Lawsuit and trade war beckons over air quotasDecember 2011
The US and China are set to embark on a trade war and legal battle with the European Union over its expansion of the Emission Trading Scheme (ETS), to include the aviation industry.
From 2012, airlines using European airspace will be given ‘carbon quotas’, with those exceeding their quota being forced to pay for extra permits. A group of non-EU countries have filed a formal complaint to the International Civil Aviation Organization, but China and the US have taken a much more aggressive stance that includes legal action and economic retaliation.
The aviation industry, which emits 3% of total global emissions, a figure likely to increase significantly in the coming years, has been desperately trying to get the legislation thrown out. Despite an industry pledge to cut its carbon emissions in half by 2050 back in 2009, the sector is resistant to compulsory action on climate change, and says the compliance with the scheme will cost e1bn per year over the next decade.

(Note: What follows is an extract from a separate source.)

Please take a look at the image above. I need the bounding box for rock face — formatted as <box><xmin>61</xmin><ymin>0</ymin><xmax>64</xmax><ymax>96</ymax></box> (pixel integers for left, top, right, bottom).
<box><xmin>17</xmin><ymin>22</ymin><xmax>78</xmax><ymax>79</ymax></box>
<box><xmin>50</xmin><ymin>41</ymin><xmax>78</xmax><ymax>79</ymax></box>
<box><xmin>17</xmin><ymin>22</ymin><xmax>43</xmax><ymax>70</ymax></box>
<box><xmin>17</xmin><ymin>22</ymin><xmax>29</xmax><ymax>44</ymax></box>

In the US, carriers have already brought a case to the European Court of Justice over the move, and a bill recently passed by the House of Representatives, though unlikely to be passed into law by the Senate, would ban carriers from complying with EU carbon emissions legislation.
The Chinese government, meanwhile, has said its own legal action will be taken by the end of the year. It has also blocked the sale of ten European-manufactured Airbus planes to Hong Kong airlines.
Chinese airlines say the law hurts developing countries disproportionately and is an extension of European power to foreign jurisdictions (permits apply to flights from, but also carbon emitted from outside the EU).
However, Jiang Kejun, head of energy research at China’s economic planning commission, said: “It’s natural that China’s airlines will object to paying charges, but I don’t think there’s any need for China to make too much of a fuss. The inclusion of aviation in the ETS will have a greater impact on European airlines, as they have more European routes.
“Also, there are advantages for China. First, the higher costs for European airlines will result in a relative increase in the competitiveness of Chinese firms. Second, it will promote low-carbon development for China’s airlines. China’s late-starter advantage means its firms are very likely to lead others in emissions reductions.”
The US legal action, brought by the Air Transport Association of America and others, is likely to fail following a statement from the European Court of Justice that the scheme is compatible with international law, making it difficult to see what form legal action from China could take.